Des peintures successives expriment un paysage d’une beauté indéniable dans lequel des personnages effacés se promènent en fantômes, tel l’esprit du peintre en vadrouille dans son tableau vivant. Les esprits de la nuit errent avec Les lys obscurs d’Henri Le Sidaner. Révélant un mystère caché à travers leurs paysages évocateurs, les peintres symbolistes peignent également la ville, dégageant un enchantement insoupçonné ou exploitant des éléments évidents pour les célébrer. À Bruges, le cygne déploie sa mysticité. À Saint Denis, la Seine recèle de contes fantastiques.

Dans une salle consacrée au peintre Charles-Marie Dulac, le paysage s’intériorise davantage. Les contrastes colorés de rose orangé et de bleu clair ainsi que la pureté des compositions parfois en surplomb font des toiles La Pinetta à Ravenne ou Rivière à l’aube d’Assise de véritables références aux estampes japonaises. Il y a également, dans cette découverte de l’art oriental, un appel à l’intériorité et à la méditation à travers la nature.

Charles-Marie Dulac (1865–1898), La Pinetta à Ravenne, 1897 © Thomas Hennocque

Enfers et paradis

Au gré de l’âme symboliste, créatures mythologiques et visions cauchemardesques ponctuent l’univers noir de ces artistes qui livrent des créations fascinantes. La Tête de faune de Jean Carriès s’apparente à un trophée de chasse fantastique. Odilon Redon illustre les Fleurs du mal avec quatre lithographies narratives et évocatrices. Une série de pastels inspirée de L’Enfer de Dante détaille un univers de souffrance épouvantable. Les lignes sont courbes et répétitives, les couleurs intenses jaunes et vertes s’associent au noir pour décrire un tourment infernal.

En écho, l’imposant bronze Chopin sculpté par Boleslas Biegas clôt cette descente aux enfers de manière magistrale.
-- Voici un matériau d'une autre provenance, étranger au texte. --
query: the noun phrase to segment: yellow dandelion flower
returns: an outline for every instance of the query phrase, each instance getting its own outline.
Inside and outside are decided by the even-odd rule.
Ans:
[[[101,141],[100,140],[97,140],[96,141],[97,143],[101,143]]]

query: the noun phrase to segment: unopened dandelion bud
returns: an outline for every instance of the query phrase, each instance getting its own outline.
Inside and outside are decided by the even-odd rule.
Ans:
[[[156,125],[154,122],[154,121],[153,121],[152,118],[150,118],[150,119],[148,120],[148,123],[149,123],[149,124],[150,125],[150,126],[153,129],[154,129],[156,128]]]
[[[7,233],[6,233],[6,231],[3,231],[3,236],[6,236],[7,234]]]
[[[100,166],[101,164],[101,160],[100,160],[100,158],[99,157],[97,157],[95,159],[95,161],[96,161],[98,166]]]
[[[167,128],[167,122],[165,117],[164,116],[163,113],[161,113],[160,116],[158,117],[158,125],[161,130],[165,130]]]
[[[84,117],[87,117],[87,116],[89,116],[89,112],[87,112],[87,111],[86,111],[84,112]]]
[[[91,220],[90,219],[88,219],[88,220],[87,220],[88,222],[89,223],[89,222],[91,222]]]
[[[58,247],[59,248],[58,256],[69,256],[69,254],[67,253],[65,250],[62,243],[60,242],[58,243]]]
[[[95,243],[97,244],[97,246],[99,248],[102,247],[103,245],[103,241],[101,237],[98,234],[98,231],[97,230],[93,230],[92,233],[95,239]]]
Des visages horrifiés s’échappent du bronze bosselé. Des profils sereins à peine suggérés semblent produits par le pianiste saisi du vent furieux de l’inspiration. Ils installent un rythme répétitif repris dans les nombreuses mains aux doigts virevoltant comme sur un piano.

Boleslas Biegas(1877–1954), Chopin, 1902 © Thomas Hennocque

Dans l’Orangerie, l’exposition se prolonge vers la poursuite de l’idéal. On y retrouve le sculpteur Boleslas Biegas avec un marbre laiteux d’une délicatesse surprenante. La sagesse se tient debout, les bras croisés, le corps voilé et le regard vide, telle une apparition de l’âme. Cantique d’amour, sculpté par Victor Rousseau, immerge des amoureux dans un bain de torpeur d’une délicieuse extase.

Nul besoin d’expliquer cette fascination renouvelée pour le symbolisme tant ces artistes laissent la part belle à un imaginaire qui façonne le mystère et perpétue les mythes. « La porte des rêves » ouvre une nouvelle perspective sur l’art symboliste par une richesse d’œuvres qui favorise la classification thématique. Une collection privée considérable dont les tableaux sont aussi éblouissants que leurs cadres…

Inondé de beauté, dérivant vers un ailleurs, le visiteur peut prolonger l’évasion de son esprit dans la propriété Caillebotte en visitant la somptueuse demeure du peintre et ses alentours, dont son charmant potager.